EACTS WiCTS Committee at The 36th EACTS Annual Meeting

The Women in Cardiothoracic Surgery committee held a stimulating workshop at the 36th EACTS Annual Meeting – Embodied Leadership: The Hidden Dimension. The session explored the various ways that practising personal power can help to achieve objectives. We’re overjoyed that the workshop received a high rating!  

Introduced by Secretary General Patrick Myers and diversity expert Mira Vasic, participants were able to take part in practical exercises to for building confidence and resilience. Together, we learnt about the most common, unwritten masculine and feminine rules in the game of power and leadership. It was an honour to see Yolonda Colson in attendance, the 103rd  President and first female President of the American Association for Thoracic Surgery. 

26% of delegates were female at this year’s Annual Meeting and the WiCTS workshop was a first-of-its-kind session attended by 75 men and women. Empowering women surgeons to take up senior positions has become an important priority for EACTS. This workshop, and the WiCTS webinar series, helps to give women the inspiration and confidence to take leadership roles. 

Looking back on the success of the session, Chair of the WiCTS committee, Jolanda Kluin, said: “It was a great opportunity and a pleasure to discuss this topic with male and female surgeons at the Annual Meeting in Milan. I believe that creating an inclusive workplace, a place where everyone feels a sense of belonging, is an important requirement for high quality care.” 

At the Annual Meeting, the EACTS TV channel lifted the lid on sessions, giving the audience a chance to stay on top of hot topics and hear from key opinion leaders in more detail. The second episode of The Big Debate dissected equality and diversity in cardiothoracic surgery with expert panellists: Jolanda Kluin, Franca Melfi, Alicja Zientara, Martin Grabenwöger and Nabil Hussein. The full episode is available to watch via the EACTS Media Library here. 

The WiCTS committee recently launched a thought-provoking webinar series – The changing face of leadership: moving from diversity to inclusion. The series blends theory with practical information from experts and an array of guest speakers, offering vital tools to maintain influence and leadership as a cardiothoracic surgeon in the current landscape.  

Directed by Jolanda Kluin and moderated by webinar coach Maleene de Ridder, the series will run until May 2023 and is free for EACTS members. Non-members can participate for a small fee.  

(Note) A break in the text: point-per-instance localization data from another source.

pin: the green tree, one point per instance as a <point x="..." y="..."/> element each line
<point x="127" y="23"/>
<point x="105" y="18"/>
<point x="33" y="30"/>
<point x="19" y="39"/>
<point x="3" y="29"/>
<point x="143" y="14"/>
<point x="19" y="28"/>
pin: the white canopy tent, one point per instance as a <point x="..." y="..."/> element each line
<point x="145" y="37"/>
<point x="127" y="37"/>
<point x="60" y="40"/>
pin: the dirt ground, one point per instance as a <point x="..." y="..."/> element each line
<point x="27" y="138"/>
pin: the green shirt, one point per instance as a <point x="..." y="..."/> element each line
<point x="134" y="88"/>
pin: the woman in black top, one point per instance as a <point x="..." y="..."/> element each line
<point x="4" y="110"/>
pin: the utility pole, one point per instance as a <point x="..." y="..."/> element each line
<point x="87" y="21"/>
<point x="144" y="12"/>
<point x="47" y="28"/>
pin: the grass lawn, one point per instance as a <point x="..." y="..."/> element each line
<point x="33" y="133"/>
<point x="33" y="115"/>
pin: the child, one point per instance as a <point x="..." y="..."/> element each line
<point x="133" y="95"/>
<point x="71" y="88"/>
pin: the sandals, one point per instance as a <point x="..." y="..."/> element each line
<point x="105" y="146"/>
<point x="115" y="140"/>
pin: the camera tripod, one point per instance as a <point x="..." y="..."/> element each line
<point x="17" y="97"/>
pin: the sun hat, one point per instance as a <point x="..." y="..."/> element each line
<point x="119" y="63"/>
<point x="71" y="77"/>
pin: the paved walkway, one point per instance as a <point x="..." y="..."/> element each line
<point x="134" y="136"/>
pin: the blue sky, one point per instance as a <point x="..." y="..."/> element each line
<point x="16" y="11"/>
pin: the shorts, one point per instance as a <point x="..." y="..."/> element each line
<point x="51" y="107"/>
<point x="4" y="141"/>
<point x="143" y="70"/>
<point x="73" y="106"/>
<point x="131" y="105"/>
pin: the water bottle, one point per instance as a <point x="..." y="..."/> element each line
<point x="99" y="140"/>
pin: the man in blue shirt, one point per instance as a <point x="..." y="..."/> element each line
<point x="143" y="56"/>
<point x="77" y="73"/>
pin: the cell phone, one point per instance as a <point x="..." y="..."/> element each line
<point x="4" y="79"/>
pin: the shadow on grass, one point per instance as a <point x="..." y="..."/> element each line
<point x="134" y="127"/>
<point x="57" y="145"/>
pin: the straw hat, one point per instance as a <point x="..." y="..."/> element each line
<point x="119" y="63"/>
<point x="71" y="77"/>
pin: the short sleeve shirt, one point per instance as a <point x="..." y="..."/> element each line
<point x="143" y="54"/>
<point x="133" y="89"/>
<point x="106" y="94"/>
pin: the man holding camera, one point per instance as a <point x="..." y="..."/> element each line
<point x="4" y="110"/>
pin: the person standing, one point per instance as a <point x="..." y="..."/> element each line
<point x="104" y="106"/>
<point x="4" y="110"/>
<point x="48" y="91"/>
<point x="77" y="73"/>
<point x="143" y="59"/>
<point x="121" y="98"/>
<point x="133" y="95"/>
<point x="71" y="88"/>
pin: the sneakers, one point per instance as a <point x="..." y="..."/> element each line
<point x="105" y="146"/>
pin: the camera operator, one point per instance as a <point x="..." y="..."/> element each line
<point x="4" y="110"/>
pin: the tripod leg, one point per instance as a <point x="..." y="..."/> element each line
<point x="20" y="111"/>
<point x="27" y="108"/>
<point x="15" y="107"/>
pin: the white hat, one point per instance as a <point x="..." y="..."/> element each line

Learn more about upcoming sessions and register here. 

Thank you to our sponsors for their ongoing support: AtriCure, Edwards and Medtronic.

Access world-leading education wherever you are

We’re excited to be extending the reach of the EACTS Academy by offering a number of courses in a new, hybrid format allowing delegates to participate regardless of location or circumstance.

Register today for the first hybrid course of 2023

Sign-up today for the three-day ‘Fundamentals in Coronary Artery Disease’ course and join course director Aaron Ranasinghe for the first session of this innovative series, which will explore the clinical aspects of coronary artery disease through an array of interactive lectures and hands-on sessions.

The course will run from 31 January – 2 February 2023 in Windsor and online.

More information about the course, registration fees and application can be found here.

EACTS Statement: Radial artery versus saphenous vein versus right internal thoracic artery for coronary artery bypass grafting: EJCTS publishes results of independent review.

Matthias Siepe, Editor in Chief, said: 


Today, EJCTS has published the results of an independent review of the meta-analysis entitled, Radial artery versus saphenous vein versus right internal thoracic artery for coronary artery bypass grafting, that was originally published in EJCTS in June 2022. 


The original paper by Gaudino et al. was based on a meta-analysis of individual patient data comparing outcomes using different grafts for coronary artery bypass surgery.  


Following publication of the original paper by Gaudino et al, several concerns were raised with us, including the appropriateness of the methodology that was selected for the analysis. After careful consideration, we commissioned Professor Nick Freemantle’s Comprehensive Clinical Trials Unit at the Institute of Clinical Trials and Methodology, University College London, to conduct a further review.  


Further analysis conducted by UCL showed that: 


  • The results were similar to those identified by Gaudino et al when using the same methodology, confirming that the data handling was numerically and statistically correct. 
  • Differences were noted between individual matched groups using propensity score matching across three groups. Supportive conventional analyses found was associated with better matching and didn’t find systematic difference on the outcome of mortality when comparing the different grafts used in CABG.  


This is an outstanding example of open science: editorials, letters to the editor and social media questioned a paper. The authors were open and shared their entire dataset and code, in compliance with the author guidelines, for independent re-analysis. These supporting analyses give a clearer picture of the robustness of the initial findings, and paint a clearer picture of how to interpret the results. 


We have published the additional analysis today in the interests of open science and to ensure as comprehensive a picture as possible is available publicly to help inform the best treatment options for patients. 


The original authors should be applauded for sharing their entire dataset and codes with us for re-analysis, and we will welcome further responses on this issue for publication in EJCTS.